Congenital anomalies and their associated risks, as well as intubation and ventilation problems and the complications that might arise, must be considered in addition to anesthetic management when repairing choanal atresia in newborn and infant patients.
在本研究中,根据最近发表的文献,讨论了2009年至2016年间接受后鼻孔闭锁手术的新生儿和婴儿患者的麻醉管理。
通过检查41例2009年至2016年间接受后鼻孔闭锁手术患者的医疗和麻醉记录,回顾性评估其诊断、人口统计学数据、麻醉风险和持续时间、其他异常情况、气道管理及出现的并发症。

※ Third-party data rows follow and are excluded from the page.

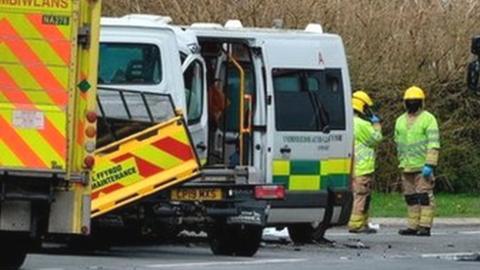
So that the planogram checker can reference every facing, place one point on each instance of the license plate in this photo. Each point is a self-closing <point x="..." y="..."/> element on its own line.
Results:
<point x="196" y="194"/>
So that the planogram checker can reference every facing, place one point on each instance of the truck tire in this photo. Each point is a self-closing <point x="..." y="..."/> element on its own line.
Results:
<point x="235" y="240"/>
<point x="221" y="238"/>
<point x="301" y="233"/>
<point x="12" y="258"/>
<point x="247" y="241"/>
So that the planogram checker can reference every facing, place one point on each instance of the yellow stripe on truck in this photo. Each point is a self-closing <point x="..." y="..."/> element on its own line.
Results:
<point x="141" y="165"/>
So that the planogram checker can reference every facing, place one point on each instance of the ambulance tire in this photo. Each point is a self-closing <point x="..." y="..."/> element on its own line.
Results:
<point x="12" y="258"/>
<point x="235" y="240"/>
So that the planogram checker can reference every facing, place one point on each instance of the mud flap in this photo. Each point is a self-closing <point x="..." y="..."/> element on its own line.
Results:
<point x="250" y="213"/>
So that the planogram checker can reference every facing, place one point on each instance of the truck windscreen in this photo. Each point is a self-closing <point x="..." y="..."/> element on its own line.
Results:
<point x="128" y="64"/>
<point x="307" y="100"/>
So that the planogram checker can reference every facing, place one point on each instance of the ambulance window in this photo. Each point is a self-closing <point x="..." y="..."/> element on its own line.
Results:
<point x="307" y="100"/>
<point x="123" y="63"/>
<point x="334" y="99"/>
<point x="193" y="78"/>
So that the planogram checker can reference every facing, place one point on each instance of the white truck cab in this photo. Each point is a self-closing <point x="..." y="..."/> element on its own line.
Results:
<point x="144" y="53"/>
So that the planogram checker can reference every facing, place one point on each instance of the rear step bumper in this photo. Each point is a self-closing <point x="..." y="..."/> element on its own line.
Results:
<point x="332" y="206"/>
<point x="237" y="206"/>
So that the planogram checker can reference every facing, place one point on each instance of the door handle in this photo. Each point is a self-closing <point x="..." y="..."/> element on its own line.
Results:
<point x="201" y="146"/>
<point x="285" y="150"/>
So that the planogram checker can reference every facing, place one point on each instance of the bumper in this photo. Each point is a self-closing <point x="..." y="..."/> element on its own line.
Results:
<point x="238" y="206"/>
<point x="332" y="206"/>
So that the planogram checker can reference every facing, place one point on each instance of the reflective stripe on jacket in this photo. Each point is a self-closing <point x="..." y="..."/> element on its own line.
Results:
<point x="366" y="139"/>
<point x="415" y="139"/>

患者分为两组:I组——双侧后鼻孔闭锁,II组——单侧后鼻孔闭锁。纳入研究的41例患者中,24例(58.53%)在双侧组,17例(41.46%)在单侧组。15例(34.1%)患者为男性,26例(59.1%)患者为女性。I组24例患者的平均年龄为25.86天(3 - 72天),II组17例患者的平均年龄为171.08天(81 - 365天)。双侧后鼻孔闭锁组13例患者和单侧后鼻孔闭锁组3例患者存在其他先天性异常。I组7例患者和II组2例患者被确定为气道困难。根据Cormack - Lehane分类系统,这些患者的喉镜图像被分类为3级和4级。比较两组的麻醉持续时间时,发现I组的麻醉持续时间明显更长(表3)。双侧后鼻孔闭锁组9例患者(37.5%)和单侧闭锁组4例患者(2.3%)观察到与麻醉相关的并发症。这些患者使用了类固醇作为预防措施。
在新生儿和婴儿患者修复后鼻孔闭锁时,除麻醉管理外,还必须考虑先天性异常及其相关风险,以及插管和通气问题及可能出现的并发症。